Newsletter, Lent 2024
(I’ve been very lax lately about both submitting content for the parish newsletter, and getting my reports and other non-sermon materials onto this blog. Trying to be better about that!)
Lent has followed hard on the heels of Christmas this year. As I type this I don’t feel remotely ready, but the Pancake Supper will start in 70 minutes!
The Holy Week schedule is included elsewhere in this newsletter, but I wanted to elaborate on one aspect that’s new this year: the Youth Retreat.
In 2020, during lockdown, on Maundy Thursday evening and into Good Friday morning we had a “virtual vigil” before the Reserved Sacrament in my guest room, which many participants found surprisingly meaningful. I simply opened a Zoom link, lit a candle, and let people come and go throughout the night as they wished. Then I reverently disposed of the remaining bread and wine (from our last service in the church on March 15 of that year) in the marshes by the St. Lawrence River, and we didn’t have Eucharist again until Easter of 2021. Since there was no sacrament on Maundy Thursday in 2021, there was also no vigil before it.
In 2022, having installed an alarm system and with many of us still being somewhat cautious about leaving the house, we kept vigil before the sacrament from 9 to midnight and 6 am to noon, but not in the middle of the night.

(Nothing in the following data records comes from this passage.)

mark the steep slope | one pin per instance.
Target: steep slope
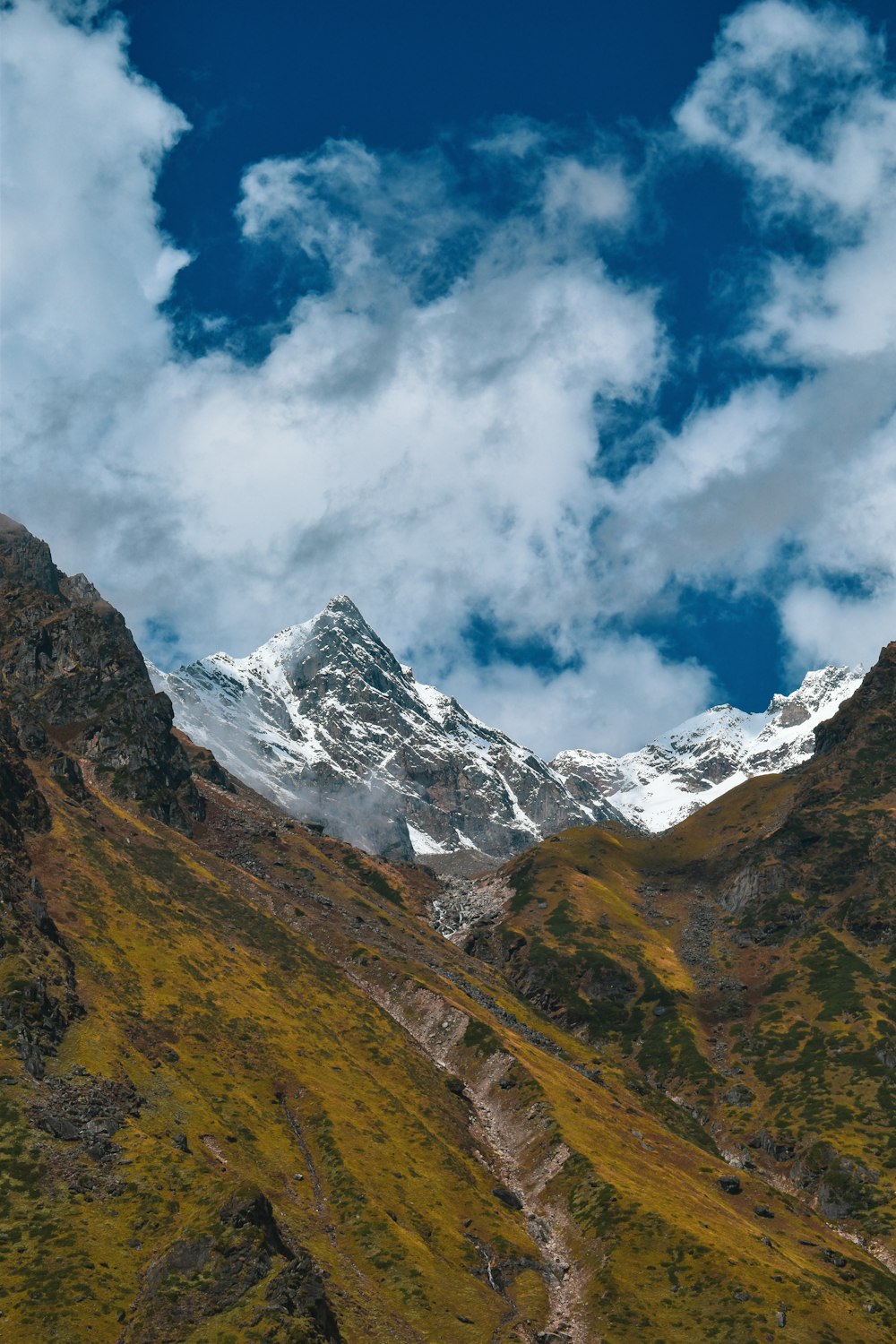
(325, 722)
(704, 757)
(273, 1104)
(742, 964)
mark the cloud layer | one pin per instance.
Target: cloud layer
(425, 430)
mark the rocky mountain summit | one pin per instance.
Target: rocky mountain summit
(704, 757)
(249, 1089)
(325, 722)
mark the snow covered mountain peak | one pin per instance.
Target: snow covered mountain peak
(328, 723)
(704, 757)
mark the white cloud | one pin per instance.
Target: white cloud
(424, 430)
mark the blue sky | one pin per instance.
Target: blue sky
(562, 339)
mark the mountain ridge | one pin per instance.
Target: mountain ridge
(327, 722)
(249, 1091)
(704, 757)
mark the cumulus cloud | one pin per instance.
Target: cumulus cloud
(426, 427)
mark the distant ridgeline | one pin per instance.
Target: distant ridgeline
(260, 1085)
(325, 722)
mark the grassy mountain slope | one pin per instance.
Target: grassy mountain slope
(250, 1094)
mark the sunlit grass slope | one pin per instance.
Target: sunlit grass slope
(281, 1021)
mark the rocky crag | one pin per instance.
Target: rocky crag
(257, 1096)
(327, 723)
(710, 754)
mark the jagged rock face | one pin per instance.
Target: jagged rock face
(75, 685)
(704, 757)
(324, 720)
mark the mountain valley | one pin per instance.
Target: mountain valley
(642, 1090)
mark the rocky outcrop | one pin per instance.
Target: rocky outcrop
(38, 996)
(75, 685)
(324, 720)
(707, 755)
(199, 1277)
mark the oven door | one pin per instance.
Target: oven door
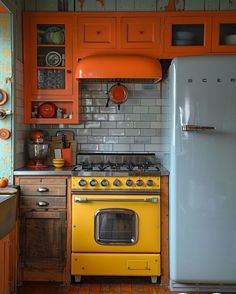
(116, 223)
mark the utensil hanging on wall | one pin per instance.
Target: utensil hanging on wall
(118, 94)
(4, 113)
(4, 134)
(3, 97)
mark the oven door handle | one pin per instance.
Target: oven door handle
(85, 200)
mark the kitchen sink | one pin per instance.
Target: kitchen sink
(7, 213)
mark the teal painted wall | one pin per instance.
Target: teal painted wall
(6, 154)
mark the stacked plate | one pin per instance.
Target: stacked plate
(183, 38)
(58, 162)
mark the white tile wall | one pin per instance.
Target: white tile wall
(136, 127)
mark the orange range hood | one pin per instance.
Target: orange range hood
(126, 68)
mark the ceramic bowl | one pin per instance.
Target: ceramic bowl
(58, 164)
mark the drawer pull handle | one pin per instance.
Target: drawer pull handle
(42, 203)
(43, 189)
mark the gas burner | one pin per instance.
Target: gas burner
(103, 165)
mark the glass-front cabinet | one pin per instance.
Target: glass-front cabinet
(224, 34)
(186, 35)
(51, 91)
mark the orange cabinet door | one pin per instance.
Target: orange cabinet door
(224, 34)
(140, 32)
(50, 58)
(97, 32)
(186, 35)
(49, 67)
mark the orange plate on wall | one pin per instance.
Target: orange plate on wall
(4, 134)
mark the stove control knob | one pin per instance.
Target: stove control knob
(104, 183)
(93, 183)
(149, 183)
(117, 183)
(82, 183)
(129, 183)
(139, 183)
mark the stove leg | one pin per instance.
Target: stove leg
(154, 279)
(77, 279)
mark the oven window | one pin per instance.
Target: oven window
(116, 226)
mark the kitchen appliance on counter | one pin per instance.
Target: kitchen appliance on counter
(116, 216)
(202, 174)
(37, 150)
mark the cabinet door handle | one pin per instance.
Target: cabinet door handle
(42, 203)
(43, 189)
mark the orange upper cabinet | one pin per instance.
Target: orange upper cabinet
(186, 35)
(49, 67)
(224, 33)
(97, 32)
(50, 46)
(140, 32)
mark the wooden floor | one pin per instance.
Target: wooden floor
(97, 286)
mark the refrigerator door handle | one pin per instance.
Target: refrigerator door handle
(195, 128)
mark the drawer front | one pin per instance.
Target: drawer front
(43, 190)
(44, 181)
(42, 202)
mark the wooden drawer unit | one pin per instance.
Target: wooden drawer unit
(43, 240)
(56, 190)
(36, 202)
(44, 231)
(43, 186)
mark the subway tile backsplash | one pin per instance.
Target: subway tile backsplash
(139, 126)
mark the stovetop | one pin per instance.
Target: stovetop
(110, 164)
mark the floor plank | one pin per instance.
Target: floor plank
(97, 286)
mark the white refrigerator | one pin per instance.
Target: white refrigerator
(202, 92)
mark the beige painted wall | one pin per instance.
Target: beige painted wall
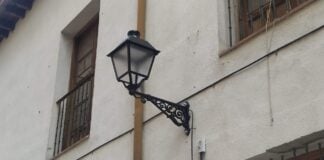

In 2023, we planned a similar vigil, but it ended up being cancelled when the power went out.
And then it occurred to me, just a few days after Easter of 2023: if the problem is that folks who are getting up in years don’t feel comfortable staffing a vigil in the chapel between midnight and sunrise, get a bunch of teenagers together (people notorious for being awake at antisocial hours) and have them do it!
Hence, the idea for the Holy Week Youth Retreat was born.
Peter Lekx and I are co-leading, and we’re inviting youth from all over the West Island, not all of them Anglican (and if kids from other parts of the metro area want to come, we’re not going to turn them away!). They’ll have dinner and Maundy Thursday worship with the rest of the parish at 6 pm on March 28, and then stay in the church building overnight. We’ll bake hot cross buns, decorate the Alleluia, and have other activities between 9 pm and bedtime. Overnight, we’ll take turns keeping watch in the chapel with the consecrated bread and wine from the Maundy Thursday service. In the morning, we’ll caravan over to Christ Church Beaurepaire, where there will be a Good Friday Breakfast at 10 am.
As I mentioned in church on Sunday, we’ll need a lot of adult chaperones for this event. Neil Mancor has already enthusiastically signed on with Peter and me, as have some of the parents, but we welcome more! However, you don’t need to commit to the whole event – the more adults volunteer to come in even for an hour, the more sleep the overnight chaperones can get! We’ll have a sign-up sheet up soon, you won’t have to worry about the alarm, and there will be lights on and plenty of people in the building (even if a lot of us are asleep).
I’m really looking forward to bringing this experience to our youth to help them understand the importance of Holy Week. Thank you in advance for your help, and have a blessed Lent!